Key principles of good spreadsheet formatting
• Keep headers clear and consistent • Use cell formatting (bold, color, alignment) to enhance readability • Maintain uniform data types (numbers, dates, text) • Avoid clutter and redundant formatting • Use borders or shading to separate sections logically.
Why is formatting important in data analysis
It improves clarity, reduces interpretation errors, and makes data presentation more professional.
Data interpretation
The process of analyzing numerical or textual data to identify patterns, relationships, or insights that support decision-making.
Skills involved in interpreting data effectively
Understanding context, identifying outliers, recognizing trends, and applying statistical or logical reasoning.
PROB function
Calculates the probability that a value falls within a specified range, based on a set of values and their probabilities.
Example of PROB function
=PROB(A2:A10, B2:B10, 50, 100) → Probability that the value is between 50 and 100.
MEDIAN function
Returns the middle value in a dataset — half the numbers are above it and half below.

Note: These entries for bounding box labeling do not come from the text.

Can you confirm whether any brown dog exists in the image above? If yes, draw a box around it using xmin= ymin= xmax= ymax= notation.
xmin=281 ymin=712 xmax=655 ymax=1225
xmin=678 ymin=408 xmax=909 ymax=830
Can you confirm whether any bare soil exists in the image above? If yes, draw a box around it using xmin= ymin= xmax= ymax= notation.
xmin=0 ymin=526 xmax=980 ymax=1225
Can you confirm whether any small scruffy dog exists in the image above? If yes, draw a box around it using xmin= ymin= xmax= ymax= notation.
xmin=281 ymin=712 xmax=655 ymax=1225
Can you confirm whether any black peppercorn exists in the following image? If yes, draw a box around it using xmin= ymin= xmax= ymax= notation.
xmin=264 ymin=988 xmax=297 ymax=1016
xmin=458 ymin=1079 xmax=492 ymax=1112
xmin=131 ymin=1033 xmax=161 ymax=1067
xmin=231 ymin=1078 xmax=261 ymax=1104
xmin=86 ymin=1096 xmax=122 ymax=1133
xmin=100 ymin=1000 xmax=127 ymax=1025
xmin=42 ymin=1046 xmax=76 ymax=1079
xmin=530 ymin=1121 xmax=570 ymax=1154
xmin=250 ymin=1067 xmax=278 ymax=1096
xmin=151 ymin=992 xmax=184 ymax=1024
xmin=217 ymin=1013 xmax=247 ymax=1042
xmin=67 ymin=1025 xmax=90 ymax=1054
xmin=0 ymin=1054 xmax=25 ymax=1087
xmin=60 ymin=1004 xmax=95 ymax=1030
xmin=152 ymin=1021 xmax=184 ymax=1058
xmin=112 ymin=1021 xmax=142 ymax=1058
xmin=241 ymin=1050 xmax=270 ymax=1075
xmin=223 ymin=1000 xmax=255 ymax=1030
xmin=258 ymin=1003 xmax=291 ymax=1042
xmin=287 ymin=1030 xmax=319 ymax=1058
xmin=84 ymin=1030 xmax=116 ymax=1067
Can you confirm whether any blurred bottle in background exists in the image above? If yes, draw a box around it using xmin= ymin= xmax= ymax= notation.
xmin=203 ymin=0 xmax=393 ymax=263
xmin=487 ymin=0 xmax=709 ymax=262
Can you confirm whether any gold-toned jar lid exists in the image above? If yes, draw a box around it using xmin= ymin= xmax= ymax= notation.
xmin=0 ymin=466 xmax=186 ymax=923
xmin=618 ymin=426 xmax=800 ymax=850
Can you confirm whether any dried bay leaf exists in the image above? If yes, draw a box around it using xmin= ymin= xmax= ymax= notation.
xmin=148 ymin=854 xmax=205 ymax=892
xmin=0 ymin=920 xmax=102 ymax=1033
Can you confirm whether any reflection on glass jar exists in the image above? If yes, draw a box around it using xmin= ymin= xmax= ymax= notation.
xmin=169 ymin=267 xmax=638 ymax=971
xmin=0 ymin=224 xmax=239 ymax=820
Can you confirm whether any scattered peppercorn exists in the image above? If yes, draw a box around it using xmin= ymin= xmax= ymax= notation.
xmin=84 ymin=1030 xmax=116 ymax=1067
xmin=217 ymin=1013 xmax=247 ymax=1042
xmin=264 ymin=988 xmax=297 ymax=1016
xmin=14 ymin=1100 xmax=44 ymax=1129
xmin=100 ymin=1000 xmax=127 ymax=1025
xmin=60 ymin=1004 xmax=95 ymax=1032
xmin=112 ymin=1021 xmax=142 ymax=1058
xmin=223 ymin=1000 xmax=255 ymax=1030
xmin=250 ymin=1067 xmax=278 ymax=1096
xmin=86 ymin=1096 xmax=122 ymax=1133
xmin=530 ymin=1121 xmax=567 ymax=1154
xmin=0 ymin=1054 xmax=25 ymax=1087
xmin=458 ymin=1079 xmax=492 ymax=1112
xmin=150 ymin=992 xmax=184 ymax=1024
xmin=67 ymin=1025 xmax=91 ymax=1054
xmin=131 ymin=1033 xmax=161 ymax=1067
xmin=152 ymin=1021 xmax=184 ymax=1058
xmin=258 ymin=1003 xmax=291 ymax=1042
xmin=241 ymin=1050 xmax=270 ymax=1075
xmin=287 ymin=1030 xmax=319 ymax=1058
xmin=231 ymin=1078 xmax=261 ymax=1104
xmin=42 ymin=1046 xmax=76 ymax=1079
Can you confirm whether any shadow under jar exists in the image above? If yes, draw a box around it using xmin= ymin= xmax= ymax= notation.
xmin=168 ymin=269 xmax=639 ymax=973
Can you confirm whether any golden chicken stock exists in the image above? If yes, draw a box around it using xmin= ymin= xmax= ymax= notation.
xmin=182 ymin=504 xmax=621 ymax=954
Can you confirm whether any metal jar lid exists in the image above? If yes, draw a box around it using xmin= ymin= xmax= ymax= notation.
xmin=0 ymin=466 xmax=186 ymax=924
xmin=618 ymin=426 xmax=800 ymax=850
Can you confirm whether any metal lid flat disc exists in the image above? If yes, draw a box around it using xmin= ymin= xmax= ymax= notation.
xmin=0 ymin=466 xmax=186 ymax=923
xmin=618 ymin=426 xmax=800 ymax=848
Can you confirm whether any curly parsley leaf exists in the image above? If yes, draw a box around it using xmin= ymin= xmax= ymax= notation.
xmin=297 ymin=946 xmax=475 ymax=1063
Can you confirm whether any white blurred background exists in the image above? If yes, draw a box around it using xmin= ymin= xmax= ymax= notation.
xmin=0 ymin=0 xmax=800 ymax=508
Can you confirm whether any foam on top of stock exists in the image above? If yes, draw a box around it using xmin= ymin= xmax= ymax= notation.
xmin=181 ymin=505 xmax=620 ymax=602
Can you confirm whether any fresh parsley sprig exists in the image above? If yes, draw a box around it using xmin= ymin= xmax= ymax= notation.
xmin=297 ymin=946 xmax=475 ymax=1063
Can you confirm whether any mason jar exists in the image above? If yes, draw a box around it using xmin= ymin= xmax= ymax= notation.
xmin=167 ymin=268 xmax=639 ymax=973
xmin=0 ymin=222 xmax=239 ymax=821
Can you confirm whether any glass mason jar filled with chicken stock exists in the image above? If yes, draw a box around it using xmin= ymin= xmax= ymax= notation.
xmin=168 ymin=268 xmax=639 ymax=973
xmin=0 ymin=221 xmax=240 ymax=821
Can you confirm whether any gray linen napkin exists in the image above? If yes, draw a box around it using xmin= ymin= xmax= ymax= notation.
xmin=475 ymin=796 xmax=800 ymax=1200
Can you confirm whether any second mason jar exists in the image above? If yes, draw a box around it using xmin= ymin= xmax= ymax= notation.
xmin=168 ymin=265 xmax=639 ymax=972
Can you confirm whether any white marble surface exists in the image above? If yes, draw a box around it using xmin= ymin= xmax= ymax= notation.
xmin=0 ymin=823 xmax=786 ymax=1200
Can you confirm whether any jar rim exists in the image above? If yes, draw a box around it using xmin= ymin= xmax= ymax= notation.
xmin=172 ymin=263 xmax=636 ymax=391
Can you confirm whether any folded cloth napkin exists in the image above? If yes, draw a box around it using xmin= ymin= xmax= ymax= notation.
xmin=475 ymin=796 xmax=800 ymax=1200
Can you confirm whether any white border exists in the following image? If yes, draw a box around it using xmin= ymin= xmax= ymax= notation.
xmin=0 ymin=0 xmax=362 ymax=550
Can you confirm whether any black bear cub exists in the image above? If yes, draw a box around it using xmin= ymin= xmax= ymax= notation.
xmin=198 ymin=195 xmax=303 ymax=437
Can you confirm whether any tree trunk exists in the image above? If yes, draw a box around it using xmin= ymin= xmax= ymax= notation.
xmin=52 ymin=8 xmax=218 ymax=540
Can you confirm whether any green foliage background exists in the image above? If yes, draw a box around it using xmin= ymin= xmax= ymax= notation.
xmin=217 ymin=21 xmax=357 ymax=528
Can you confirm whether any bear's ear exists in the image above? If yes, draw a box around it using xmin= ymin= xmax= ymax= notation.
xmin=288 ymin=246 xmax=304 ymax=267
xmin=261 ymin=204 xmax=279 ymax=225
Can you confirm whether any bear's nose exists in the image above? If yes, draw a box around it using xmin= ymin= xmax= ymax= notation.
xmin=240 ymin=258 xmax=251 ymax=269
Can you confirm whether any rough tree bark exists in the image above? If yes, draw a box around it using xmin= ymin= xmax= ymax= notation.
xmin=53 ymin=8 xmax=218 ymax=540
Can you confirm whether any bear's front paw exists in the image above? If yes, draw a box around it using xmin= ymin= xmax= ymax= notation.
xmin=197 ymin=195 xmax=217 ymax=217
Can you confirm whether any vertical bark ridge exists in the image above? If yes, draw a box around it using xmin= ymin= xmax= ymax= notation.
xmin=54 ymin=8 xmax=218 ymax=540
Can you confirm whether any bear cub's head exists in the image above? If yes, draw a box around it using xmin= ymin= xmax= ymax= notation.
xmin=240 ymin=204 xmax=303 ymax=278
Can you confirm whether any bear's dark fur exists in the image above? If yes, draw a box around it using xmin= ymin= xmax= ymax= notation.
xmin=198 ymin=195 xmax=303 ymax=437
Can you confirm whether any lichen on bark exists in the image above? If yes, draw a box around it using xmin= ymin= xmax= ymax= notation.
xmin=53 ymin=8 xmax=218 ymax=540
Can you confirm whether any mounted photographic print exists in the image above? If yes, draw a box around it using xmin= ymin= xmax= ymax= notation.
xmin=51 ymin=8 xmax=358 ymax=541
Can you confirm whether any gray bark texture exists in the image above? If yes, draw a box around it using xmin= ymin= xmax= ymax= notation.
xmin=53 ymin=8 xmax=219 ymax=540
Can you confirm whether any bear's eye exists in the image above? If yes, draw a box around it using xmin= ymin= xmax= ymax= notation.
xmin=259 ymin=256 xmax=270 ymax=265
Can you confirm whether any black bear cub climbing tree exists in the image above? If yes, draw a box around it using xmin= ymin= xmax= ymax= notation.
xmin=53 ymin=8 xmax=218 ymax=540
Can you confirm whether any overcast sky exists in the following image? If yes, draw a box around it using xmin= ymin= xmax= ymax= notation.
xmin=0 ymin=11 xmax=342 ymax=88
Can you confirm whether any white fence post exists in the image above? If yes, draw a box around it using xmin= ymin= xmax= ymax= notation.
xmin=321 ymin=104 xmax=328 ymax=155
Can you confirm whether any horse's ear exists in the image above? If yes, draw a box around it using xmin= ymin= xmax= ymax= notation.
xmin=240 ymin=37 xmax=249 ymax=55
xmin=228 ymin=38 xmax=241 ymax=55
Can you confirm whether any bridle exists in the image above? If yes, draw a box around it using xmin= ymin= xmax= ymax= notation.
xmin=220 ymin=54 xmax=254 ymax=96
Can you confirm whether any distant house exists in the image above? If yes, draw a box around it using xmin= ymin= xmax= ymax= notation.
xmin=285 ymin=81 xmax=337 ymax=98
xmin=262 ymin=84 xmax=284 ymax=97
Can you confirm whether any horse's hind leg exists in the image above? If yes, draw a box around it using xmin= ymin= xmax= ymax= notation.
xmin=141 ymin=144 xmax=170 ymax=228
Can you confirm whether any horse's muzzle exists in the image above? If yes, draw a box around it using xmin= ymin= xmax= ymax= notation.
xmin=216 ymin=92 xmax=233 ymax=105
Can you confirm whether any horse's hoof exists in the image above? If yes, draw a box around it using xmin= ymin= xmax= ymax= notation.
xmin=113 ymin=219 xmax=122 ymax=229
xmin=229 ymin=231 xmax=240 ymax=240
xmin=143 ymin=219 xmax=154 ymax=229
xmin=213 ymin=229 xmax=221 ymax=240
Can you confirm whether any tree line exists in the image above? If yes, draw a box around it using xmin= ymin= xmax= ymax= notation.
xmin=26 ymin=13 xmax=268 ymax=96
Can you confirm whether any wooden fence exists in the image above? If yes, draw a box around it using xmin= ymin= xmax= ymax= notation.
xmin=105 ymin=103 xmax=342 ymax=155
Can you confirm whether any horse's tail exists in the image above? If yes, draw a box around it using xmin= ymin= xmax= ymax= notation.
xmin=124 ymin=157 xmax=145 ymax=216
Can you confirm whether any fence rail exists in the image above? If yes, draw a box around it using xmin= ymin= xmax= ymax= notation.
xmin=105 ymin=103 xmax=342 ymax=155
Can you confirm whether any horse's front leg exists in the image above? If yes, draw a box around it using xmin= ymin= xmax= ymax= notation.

Example of MEDIAN function
=MEDIAN(A2:A10)
COUNT function
Counts the number of cells in a range that contain numeric values.
Example of COUNT function
=COUNT(A1:A10)
When to use COUNT
When you only want to count cells that have numbers, not text or blanks.
COUNTA function
Counts all non-empty cells, regardless of data type (text, numbers, dates, etc.).
Example of COUNTA function
=COUNTA(A1:A10)
When to use COUNTA
When you want to count any filled cell, not just numeric ones.
COUNTIF function
Counts cells that meet a specific condition.
Example of COUNTIF function
=COUNTIF(A1:A10, ">100") counts values greater than 100.
COUNTIFS function
Counts cells that meet multiple criteria across one or more ranges.
Example of COUNTIFS function
=COUNTIFS(A1:A10, ">100", B1:B10, "<50")
When to use COUNTIF or COUNTIFS
When analyzing data based on conditions — e.g., number of sales above target, customers in a specific region, etc.